Bu yazıya ‘Filistin’e özgürlük!’ diye başlamayacağız. Zira bu slogan asla İslami bir zihnin ürünü değildir. Hatta bu ifade davanın namusuna halel getirmek için kullanılmaya daha müsaittir. Ne zaman ki Batılı kavramları kullanmaya, onlarla konuşmaya başladık o gündür zilletin içerisindeyiz.
‘Ortada zulüm var kavram ne alaka?’ denebilir. Başka kavramları da ortaya dökelim bakalım sadra şifa olacak neler göreceğiz: DEMOKRASİ desek mesela, demokratik yollarla, Filistin’e barış ancak MÜZAKERElerle gelir desek.

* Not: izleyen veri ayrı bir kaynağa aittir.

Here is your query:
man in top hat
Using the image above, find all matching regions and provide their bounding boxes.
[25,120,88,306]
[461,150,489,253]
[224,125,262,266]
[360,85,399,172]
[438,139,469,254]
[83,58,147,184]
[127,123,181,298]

DİPLOMASİ ile çözülmeli, MASADA anlaşmalı, KONSORSİYUM kurulmalı mı desek. PARLAMENTO da temsil hakkı verip, YASALAR mı çıkarılsa? ÇİFT DEVLETli çözüm mü daha iyi FEDERAL yapı mı? İSRAİL devleti tanınmalı mı, TERÖR DEVLETİ mi denmeli, İsraille İSTİKŞAFİ görüşmeler yapıp NORMALLEŞME mi aranmalı? Ağız dolusu KINAMA mesajları yayınlayıp, BÜYÜKELÇİMİZİ GERİ Mİ ÇAĞIRSAK?.. bu ve benzeri şeyleri senelerdir yapıyoruz ama bir arpa boyu yol alamıyoruz. Neden? Çünkü bu yolların tamamı İslami mücadelenin şiarlarına ters olduğundandır.
Müslümanların yaşadığı ülkelere bakar mısınız? Ümmetten ulusa nasıl da evrildiler. Bu, küfrün kavramlarıyla idare olunmaktan kaynaklanmadı mı? Müslüman idareciler eliyle tepeden tırnağa batılı boyalara daldırılan kimliklerini hala muhafaza edebiliyorlar mı? Elleri mahkum yaptıkları anlaşmalar, NATO ve AB üyelikleri, kurdukları mütefiklikler hükümetleri benzer zulümlerin de ortağı kılmıyor mu?
Hangi yaşam şekli daha şerefli? Safları belli, kafir ve müslümanın net olarak karşı karşıya geldiği ne kadar mücadele kaldı ki dünyada? Filistin’de senelerdir bu yaşanıyor. Hergün ve her zaman dipdiri. Olmadığı gün belki de işlerin rast gitmediği gündür. Ramazan ya da bayram dinlemeden kafir İsrail yapacağını yapıyor, mücahit Filistinli de karşılığını veriyor.
Şimdi bizler kalkıp buralardan selam yolladığımız o kutlu beldeye bizim gibi olmasını mı temenni edeceğiz? ‘Kafirlerle masaya oturun bu iş bitsin’ demek ne kadar alçaltıcıdır. Zillet asıl bu değil midir? Acınası haldeki biz miyiz yoksa onlar mıdır? Bizler bu teklifi yaparsak biz de hayır yoktur, onlar bu gibi tekliflere tevessül ederse onlarda hayır kalmayacaktır.
‘Ne yani göz göre göre ölüme mi gitsinler?’ denebilir. Böyle söyleyene Nebilerin hayatı misal olarak yeterlidir. Gerçi bunlar kıssalarını okusalar bile, Rasullerin halklarını ölüme sürüklediklerini düşünürler. Hayatı, imanı, cihadı bilmeyen bakış ne kadar da acınasıdır.
Acınası, aciz halimize tuz biber eken bir alıntıyla bitirelim. Şeyh Ahmet Yasin’in ümmeti Allah’a şikayet eden mektubundan bir bölüm;
“Bizler direndik! İleri atıldık ve kaçmadık!”
Ve bizimle birlikte çocuklarımız, kadınlarımız, yaşlılarımız ve gençlerimiz ölecek! Onları, bu suspus ve bön ümmete yakıt yapacağız! Bizden teslim olmamızı ve beyaz bayrak dikmemizi beklemeyin! Çünkü biz bunu yapsak da öleceğimizi biliyoruz. Bırakın savaşçı onuruyla ölelim! Dilerseniz bizimle olun, elinizden geldiğince, öcümüzü sizden her biri boynuna taksın! Dilerseniz bize acıyarak ölümümüzü izleyin! Temennimiz, Allah’ın, emaneti savsaklayan herkesten kısas almasıdır! Umarız bizim aleyhimize olmazsınız!